Full-Time / Bangalore Noida / / Data and AI

Role Overview

We are seeking an experienced Lead Data Engineer to build and maintain scalable, high-performance data pipelines and infrastructure for our next-generation data platform. The platform ingests and processes real-time and historical data from diverse industrial sources such as airport systems, sensors, cameras, and APIs. You will work closely with AI/ML engineers, data scientists, and DevOps to enable reliable analytics, forecasting, and anomaly detection use cases.

Key Responsibilities

  • Design and implement real-time (Kafka, Spark/Flink) and batch (Airflow, Spark) pipelines for high-throughput data ingestion, processing, and transformation.
  • Develop data models and manage data lakes and warehouses (Delta Lake, Iceberg, etc) to support both analytical and ML workloads.
  • Integrate data from diverse sources: IoT sensors, databases (SQL/NoSQL), REST APIs, and flat files.
  • Ensure pipeline scalability, observability, and data quality through monitoring, alerting, validation, and lineage tracking.
  • Collaborate with AI/ML teams to provision clean and ML-ready datasets for training and inference.
  • Deploy, optimize, and manage pipelines and data infrastructure across on-premise and hybrid environments.
  • Participate in architectural decisions to ensure resilient, cost-effective, and secure data flows.
  • Contribute to infrastructure-as-code and automation for data deployment using Terraform, Ansible, or similar tools.
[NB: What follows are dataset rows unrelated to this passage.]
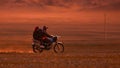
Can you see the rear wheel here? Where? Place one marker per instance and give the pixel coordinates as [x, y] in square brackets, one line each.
[59, 48]
[36, 49]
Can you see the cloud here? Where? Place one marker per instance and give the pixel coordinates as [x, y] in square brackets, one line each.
[80, 4]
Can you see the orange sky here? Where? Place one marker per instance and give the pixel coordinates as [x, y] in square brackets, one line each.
[72, 9]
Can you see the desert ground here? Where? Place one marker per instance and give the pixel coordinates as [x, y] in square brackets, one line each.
[85, 42]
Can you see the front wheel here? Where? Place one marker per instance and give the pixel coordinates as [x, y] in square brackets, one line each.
[36, 49]
[59, 48]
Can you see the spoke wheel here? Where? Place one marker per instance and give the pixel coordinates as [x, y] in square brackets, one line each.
[59, 48]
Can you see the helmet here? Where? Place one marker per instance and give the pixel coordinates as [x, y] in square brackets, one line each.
[36, 28]
[45, 27]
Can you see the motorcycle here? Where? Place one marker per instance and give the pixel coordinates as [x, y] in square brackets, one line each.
[58, 47]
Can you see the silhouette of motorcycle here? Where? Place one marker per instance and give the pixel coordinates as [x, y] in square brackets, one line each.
[58, 47]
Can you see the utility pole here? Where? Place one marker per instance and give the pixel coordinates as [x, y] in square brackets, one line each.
[105, 27]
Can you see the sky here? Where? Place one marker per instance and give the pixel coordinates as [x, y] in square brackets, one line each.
[51, 8]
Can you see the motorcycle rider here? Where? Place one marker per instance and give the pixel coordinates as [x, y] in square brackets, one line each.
[46, 37]
[42, 36]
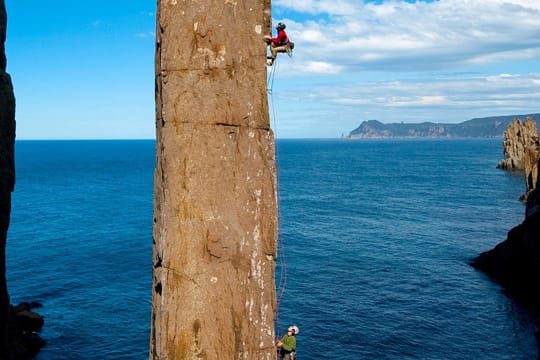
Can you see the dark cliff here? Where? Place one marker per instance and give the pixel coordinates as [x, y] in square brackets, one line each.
[7, 173]
[515, 262]
[474, 128]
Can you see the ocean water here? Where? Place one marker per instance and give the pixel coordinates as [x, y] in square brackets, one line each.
[375, 238]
Qualifications & Required Skills

  • Bachelor’s or Master’s in Computer Science, Engineering, or related field.
  • 7+ years in data engineering roles, with at least 2 years handling real-time or streaming pipelines.
  • Strong programming skills in Python/Java and SQL.
  • Experience with Apache Kafka, Apache Spark, or Apache Flink for real-time and batch processing.
  • Hands-on with Airflow, dbt, or other orchestration tools.
  • Familiarity with data modeling (OLAP/OLTP), schema evolution, and format handling (Parquet, Avro, ORC).
  • Experience with hybrid/on-prem and cloud platforms (AWS/GCP/Azure) deployments.
  • Proficient in working with data lakes/warehouses like Snowflake, BigQuery, Redshift, or Delta Lake.
  • Knowledge of DevOps practices, Docker/Kubernetes, Terraform or Ansible.
  • Exposure to data observability, data cataloging, and quality tools (e.g., Great Expectations, OpenMetadata).

Good-to-Have

  • Experience with time-series databases (e.g., InfluxDB, TimescaleDB) and sensor data.
  • Prior experience in domains such as aviation, manufacturing, or logistics is a plus.